Kasus Pembunuhan Medelin, Munawir Dituntut Jaksa Penjara Seumur Hidup

  • Bagikan
Kasi Pidum, Muhammad Israq. (Ist)

SENDAWAR, infokubar.id – Masih terbesit dalam ingatan kasus pembunuhan Medelin Sumual, perempuan asal Linggang Bigung yang beritanya membuat masyarakat heboh hingga skala nasional. Ia diketahui dibunuh oleh M. Munawir di Kampung Sumbersari pada awal Februari lalu.

Kabar terkini terkait kasusnya, Munawir dituntut hukuman seumur hidup oleh Jaksa Penuntut Umum (JPU) dari Kejaksaan Negeri Kubar. Perkaranya sendiri sudah digelar di Pengadilan Negeri (PN) Kubar pada Rabu (4/8/2021) lalu.

“Untuk perkara Munawir kemarin sudah kami bacakan tuntutannya seumur hidup, karena sesuai dengan fakta yang terungkap di persidangan,” jelas Kasi Pidana Umum Kejari Kubar yang juga tim JPU Muhammad Israq, kepada wartawan beberapa waktu lalu.

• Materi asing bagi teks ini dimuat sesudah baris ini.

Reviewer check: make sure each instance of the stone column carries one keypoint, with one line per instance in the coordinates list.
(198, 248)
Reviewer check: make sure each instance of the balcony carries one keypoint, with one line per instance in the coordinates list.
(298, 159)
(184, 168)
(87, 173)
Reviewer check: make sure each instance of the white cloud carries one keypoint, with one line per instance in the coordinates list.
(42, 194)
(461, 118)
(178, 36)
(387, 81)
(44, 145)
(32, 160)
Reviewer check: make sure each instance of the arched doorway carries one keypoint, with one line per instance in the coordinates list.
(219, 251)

Tuntutan dari JPU tersebut diberikan dengan pertimbangan karena perbuatan terdakwa yang tergolong sadis dan meresahkan masyarakat.

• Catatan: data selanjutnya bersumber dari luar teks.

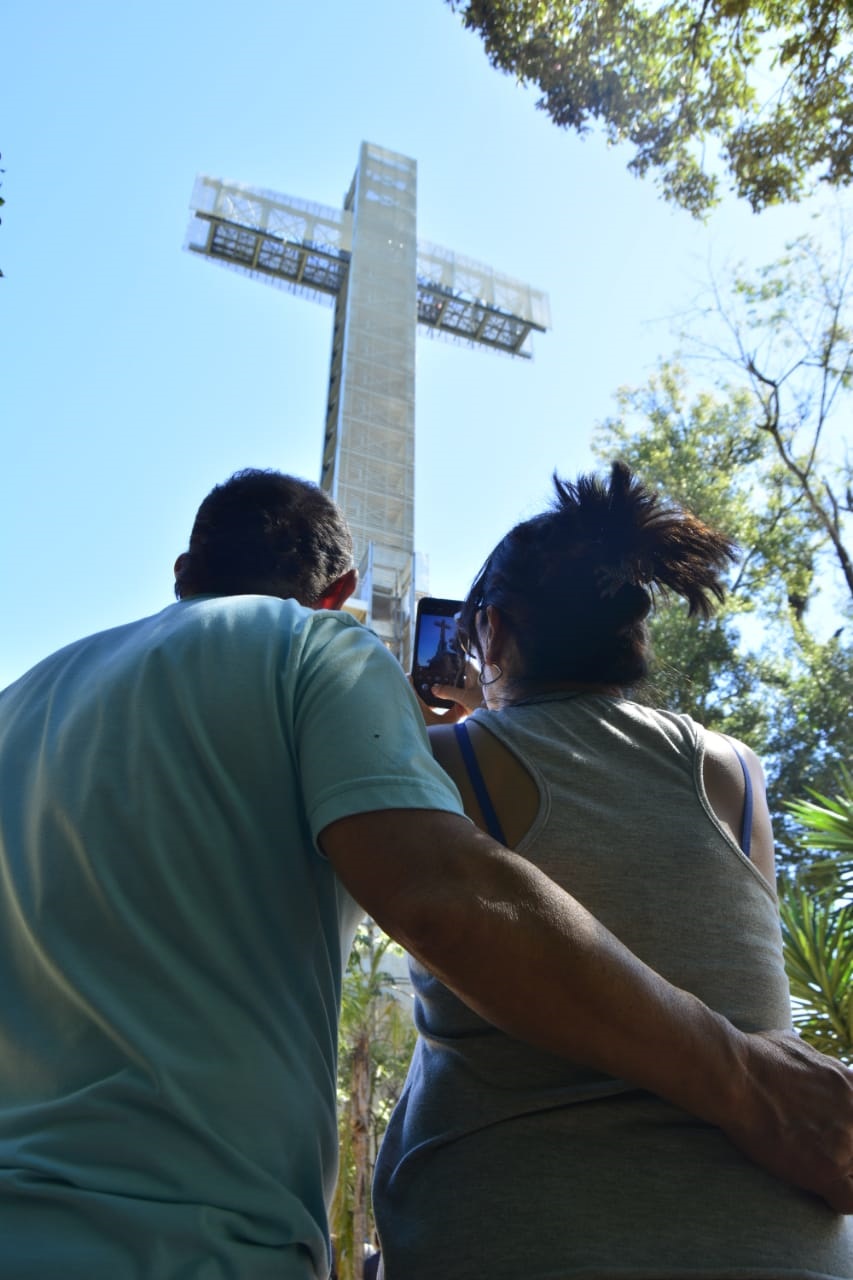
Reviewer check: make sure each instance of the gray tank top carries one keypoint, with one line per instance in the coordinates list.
(505, 1161)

“Untuk perkara Munawir, yaitu pertama dampak sosial dari tindak pidana ini cukup besar, terutama mengganggu stabilitas keamanan di Kutai Barat. Terus yang kedua perbuatan yang dilakukan oleh terdakwa cukup sadis,” tutur Israq.

Sebelumnya M. Munawir (21 tahun) ditetapkan sebagai terdakwa atas kasus pembunuhan terhadap Medelin Sumual perempuan 20 tahun asal Kecamatan Linggang Bigung pada 1 Februari 2021.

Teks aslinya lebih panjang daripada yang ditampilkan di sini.